Vasco: the secrets of "Okay, that's okay", 40 years later

Vasco: the secrets of “Okay, that’s okay”, 40 years later

“Okay, okay like this” is a cult object for Vasco Rossi fans. Originally released on April 3, 1984it was the first live album by the rocker from Zoccarecorded on the occasion of the tour which in fact marked the beginning of that intense relationship with his audience which still today, four decades later, continues to make the Komandante’s concerts true secular masses where the commonality between him who stands above the stage and his tribe becomes total. Recorded during the last three dates of the “Bubbles tour 1983“, between the Teatro Tenda in Bologna (“Finally Bologna”, shouts Vasco at the beginning of the live version of “I want to go to the sea”, among the first examples of Italian reggae: two years earlier Loredana Bertè had become a hit with her “E the moon knocked”), the Cantù Palasport and the Verona 2000 disco,

“Okay, that’s okay” he recorded on tape the sensations and emotions one felt at the rocker’s concertsat the height of success after the consecration achieved a few months earlier at the Sanremo Festival with “Vita spericolata”, the generational manifesto with which he upset the canons of Italian music and quickly became a legend.

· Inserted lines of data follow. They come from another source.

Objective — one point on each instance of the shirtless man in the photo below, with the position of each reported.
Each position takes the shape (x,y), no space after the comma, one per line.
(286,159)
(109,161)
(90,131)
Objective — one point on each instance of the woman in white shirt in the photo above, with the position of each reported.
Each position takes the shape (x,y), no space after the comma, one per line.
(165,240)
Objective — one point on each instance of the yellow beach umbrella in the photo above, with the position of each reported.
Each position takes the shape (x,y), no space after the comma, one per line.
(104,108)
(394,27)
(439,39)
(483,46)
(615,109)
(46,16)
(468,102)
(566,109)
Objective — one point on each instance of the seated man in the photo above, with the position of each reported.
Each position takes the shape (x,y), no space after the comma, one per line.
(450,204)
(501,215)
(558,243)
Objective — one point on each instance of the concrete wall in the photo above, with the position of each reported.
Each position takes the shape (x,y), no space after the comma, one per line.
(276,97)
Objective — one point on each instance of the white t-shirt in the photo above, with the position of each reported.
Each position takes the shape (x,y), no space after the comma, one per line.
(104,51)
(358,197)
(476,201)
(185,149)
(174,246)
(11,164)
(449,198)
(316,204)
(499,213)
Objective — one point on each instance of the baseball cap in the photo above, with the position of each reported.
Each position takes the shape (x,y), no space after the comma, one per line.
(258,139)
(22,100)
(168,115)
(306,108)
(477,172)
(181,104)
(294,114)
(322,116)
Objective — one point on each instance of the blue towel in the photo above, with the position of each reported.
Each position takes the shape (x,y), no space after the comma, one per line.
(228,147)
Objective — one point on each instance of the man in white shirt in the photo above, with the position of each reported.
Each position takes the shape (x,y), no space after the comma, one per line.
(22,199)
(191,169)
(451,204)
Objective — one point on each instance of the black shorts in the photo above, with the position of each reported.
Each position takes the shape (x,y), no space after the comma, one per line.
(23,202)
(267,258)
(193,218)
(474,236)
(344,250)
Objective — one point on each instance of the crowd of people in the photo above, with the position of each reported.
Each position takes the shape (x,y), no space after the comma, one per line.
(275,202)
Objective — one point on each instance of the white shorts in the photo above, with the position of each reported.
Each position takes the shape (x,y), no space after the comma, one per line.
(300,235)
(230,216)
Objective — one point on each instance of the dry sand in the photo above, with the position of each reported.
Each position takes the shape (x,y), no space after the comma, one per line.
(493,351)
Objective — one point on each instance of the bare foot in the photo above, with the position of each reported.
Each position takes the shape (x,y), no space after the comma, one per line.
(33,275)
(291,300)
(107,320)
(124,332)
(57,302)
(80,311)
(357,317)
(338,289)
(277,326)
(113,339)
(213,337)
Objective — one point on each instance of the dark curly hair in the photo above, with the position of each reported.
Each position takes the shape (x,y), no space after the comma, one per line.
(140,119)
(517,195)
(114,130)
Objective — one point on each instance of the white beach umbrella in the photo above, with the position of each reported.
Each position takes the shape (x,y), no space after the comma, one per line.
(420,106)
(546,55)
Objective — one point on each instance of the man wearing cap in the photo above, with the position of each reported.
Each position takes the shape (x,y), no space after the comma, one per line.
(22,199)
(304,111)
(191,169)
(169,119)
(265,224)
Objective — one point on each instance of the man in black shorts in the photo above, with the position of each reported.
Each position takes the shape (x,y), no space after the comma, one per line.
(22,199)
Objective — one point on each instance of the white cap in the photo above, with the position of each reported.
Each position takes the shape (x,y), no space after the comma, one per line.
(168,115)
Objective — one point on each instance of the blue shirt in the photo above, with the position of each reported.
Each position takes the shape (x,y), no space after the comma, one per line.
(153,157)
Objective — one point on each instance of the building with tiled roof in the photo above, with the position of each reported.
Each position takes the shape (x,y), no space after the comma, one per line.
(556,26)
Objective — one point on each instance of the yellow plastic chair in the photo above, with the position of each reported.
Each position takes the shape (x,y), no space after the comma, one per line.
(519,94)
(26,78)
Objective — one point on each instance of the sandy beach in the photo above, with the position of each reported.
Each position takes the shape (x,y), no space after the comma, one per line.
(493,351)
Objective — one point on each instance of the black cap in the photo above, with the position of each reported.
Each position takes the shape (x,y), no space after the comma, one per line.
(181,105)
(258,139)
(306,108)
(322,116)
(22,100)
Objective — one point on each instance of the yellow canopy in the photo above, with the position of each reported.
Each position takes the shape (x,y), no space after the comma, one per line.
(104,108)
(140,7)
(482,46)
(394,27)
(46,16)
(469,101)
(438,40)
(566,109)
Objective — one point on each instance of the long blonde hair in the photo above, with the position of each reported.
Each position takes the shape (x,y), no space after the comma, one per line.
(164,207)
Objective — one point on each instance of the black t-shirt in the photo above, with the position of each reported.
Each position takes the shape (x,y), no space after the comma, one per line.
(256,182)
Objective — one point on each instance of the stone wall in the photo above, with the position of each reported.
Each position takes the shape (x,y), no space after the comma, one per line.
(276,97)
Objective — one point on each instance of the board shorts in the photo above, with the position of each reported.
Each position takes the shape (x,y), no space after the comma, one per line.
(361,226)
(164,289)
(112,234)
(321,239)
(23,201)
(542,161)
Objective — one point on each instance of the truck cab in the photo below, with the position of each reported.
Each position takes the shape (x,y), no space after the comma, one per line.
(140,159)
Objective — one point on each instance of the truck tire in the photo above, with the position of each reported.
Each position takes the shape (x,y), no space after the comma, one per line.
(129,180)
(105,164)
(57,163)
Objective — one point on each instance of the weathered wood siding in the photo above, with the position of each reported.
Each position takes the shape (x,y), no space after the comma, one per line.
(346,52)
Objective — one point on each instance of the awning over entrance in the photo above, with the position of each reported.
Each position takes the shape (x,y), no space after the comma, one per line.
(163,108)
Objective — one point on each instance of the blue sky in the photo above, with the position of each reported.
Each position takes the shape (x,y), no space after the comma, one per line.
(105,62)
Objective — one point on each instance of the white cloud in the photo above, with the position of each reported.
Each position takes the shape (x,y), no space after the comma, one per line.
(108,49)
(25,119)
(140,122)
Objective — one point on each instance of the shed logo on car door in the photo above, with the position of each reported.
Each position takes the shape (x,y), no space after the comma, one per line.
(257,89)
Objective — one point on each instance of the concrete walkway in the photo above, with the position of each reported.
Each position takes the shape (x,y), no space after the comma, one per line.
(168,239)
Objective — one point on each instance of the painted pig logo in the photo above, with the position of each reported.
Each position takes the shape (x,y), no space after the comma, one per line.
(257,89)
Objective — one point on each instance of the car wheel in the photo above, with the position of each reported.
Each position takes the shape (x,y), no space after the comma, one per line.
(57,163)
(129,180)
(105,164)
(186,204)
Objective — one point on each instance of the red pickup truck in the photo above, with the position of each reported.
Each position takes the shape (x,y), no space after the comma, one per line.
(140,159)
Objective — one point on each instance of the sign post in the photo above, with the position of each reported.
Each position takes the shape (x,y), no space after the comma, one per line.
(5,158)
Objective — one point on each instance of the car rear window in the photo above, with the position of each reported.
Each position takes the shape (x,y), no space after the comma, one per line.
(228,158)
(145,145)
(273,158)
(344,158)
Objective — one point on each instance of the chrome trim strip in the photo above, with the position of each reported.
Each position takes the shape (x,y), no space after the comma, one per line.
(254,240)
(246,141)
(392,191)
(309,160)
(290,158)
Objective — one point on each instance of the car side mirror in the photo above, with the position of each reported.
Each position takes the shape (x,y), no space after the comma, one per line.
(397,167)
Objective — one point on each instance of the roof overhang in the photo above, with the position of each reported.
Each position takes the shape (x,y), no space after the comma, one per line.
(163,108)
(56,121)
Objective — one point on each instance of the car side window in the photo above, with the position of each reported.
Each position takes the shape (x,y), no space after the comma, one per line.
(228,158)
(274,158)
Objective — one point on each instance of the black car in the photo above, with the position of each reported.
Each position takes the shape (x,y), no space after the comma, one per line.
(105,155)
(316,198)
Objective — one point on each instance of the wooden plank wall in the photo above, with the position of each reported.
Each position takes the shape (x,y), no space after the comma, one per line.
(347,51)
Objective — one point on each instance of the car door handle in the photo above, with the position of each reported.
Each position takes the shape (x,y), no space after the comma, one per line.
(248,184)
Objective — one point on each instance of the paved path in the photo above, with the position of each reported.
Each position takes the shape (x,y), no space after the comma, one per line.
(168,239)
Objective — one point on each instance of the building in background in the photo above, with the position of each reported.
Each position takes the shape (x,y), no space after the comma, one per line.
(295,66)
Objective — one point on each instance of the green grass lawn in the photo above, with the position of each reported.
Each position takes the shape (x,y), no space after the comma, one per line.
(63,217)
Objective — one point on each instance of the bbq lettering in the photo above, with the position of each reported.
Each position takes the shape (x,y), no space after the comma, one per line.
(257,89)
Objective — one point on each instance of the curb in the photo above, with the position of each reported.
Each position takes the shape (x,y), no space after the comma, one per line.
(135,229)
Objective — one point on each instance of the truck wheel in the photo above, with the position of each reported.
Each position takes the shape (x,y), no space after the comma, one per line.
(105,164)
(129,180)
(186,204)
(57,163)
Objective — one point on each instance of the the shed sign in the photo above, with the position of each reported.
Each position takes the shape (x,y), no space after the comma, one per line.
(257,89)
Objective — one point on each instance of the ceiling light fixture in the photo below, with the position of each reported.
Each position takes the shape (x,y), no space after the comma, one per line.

But what fans have heard to date has, in reality, only been a partial documentation of those incredible weeks.

On the occasion of the fortieth anniversary of the release of the live album, “Okay, okay like this” returns to stores in the form of an exclusive collector’s box set containing both the remastered versions of the original 1984 album and ten never-before-released tracks. The recordings of “Let’s forget this city”, “Splendid day”, “I like it because”, “Our relationship”, “Asilo Republic”, “A song for you”, “Valium”, “What are you doing”, “I want to go to the sea ” and “Silvia”In fact, they had remained in a locked drawer until today. It was while reflecting on how to celebrate the anniversary that Vasco’s entourage, together with Carosello, the record label that released the 1984 album and which sent this new version to stores, decided to reveal a precious treasure that remained for so long hidden.

It was in unsuspecting times that it was revealed that much more material had been accumulated from the concerts of the 1983 tour than that included in the original version of “Okay, Okay Like This”. Guido Elmihistoric producer and right-hand man of Vasco, who passed away in 2017 a few weeks after the mega rally in Modena Park. “Given the material in our possession, we initially thought of making a double album, but then the idea was abandoned in favor of a more streamlined version.”, he recounted in the liner notes of the 2011 reissue.

In trying to dust off those recordings from the original multitrack tapes, Vasco and Carosello’s entourage decided to entrust their recovery to the same sound engineer who recorded and co-produced the album in 1984. .Maurizio Biancaniwho has been alongside Rossi for some time, says: “I used the 192 khz / 24 bit digital files obtained from the Analog Master which had been recorded with the Manor Mobile Studio and mixed by myself in the Fonoprint Studio in via Coltelli in 1984. But on At the request of Vasco and the Carosello record company I also mixed ten other songs from the same concert, starting from the 24-track analogue tape. We have thus practically completed the complete lineup of the 1983 show”.

Listening to the full album delivers a unique experience with a nostalgic flavour. Vasco was in a state of grace. And so his musicians, Massimo Riva and Maurizio Solieri on guitars, Roberto Casini on drums, Mimmo Camporeale on keyboards and Andrea Righi on bass. The latter in 1984, the year of the release of the live, will give way to Claudio Golinellidestined to be the beating heart of the Zocca rocker’s band for almost forty years.

You can almost see him, Vasco, babbling something about “What do you do”. Just as it seems to see his audience while at the beginning of “Silvia” they sing a chorus – “Aleee-oooo” – which is in all respects a preview of the scenes that would soon characterize the rocker’s great gatherings, starting from that concert at the San Siro stadium in Milan which in 1990 would have represented a watershed in the rock star’s career. Biancani explains: “.From the tracks emerged a dirty, aggressive, almost punk sound at certain moments, revealing a gritty and rocker Vasco more than ever. Some pieces, such as ‘Forget us this city’, which opened the concert, or ‘Asilo Republic’, are literally shouted to the audience and even a sweet song like ‘Silvia’ has an aggressive rock dimension like never before on the stage of those concerts. A Vasco to be rediscovered and which, I am convinced, will amaze many listeners, as happened to me first.” “In those days I went straight and determined on my way and there was nothing and no one that could stop me or prevent me from achieving the goal I had set for myself: becoming number one, the first Italian rock star”, Vasco would recall years later.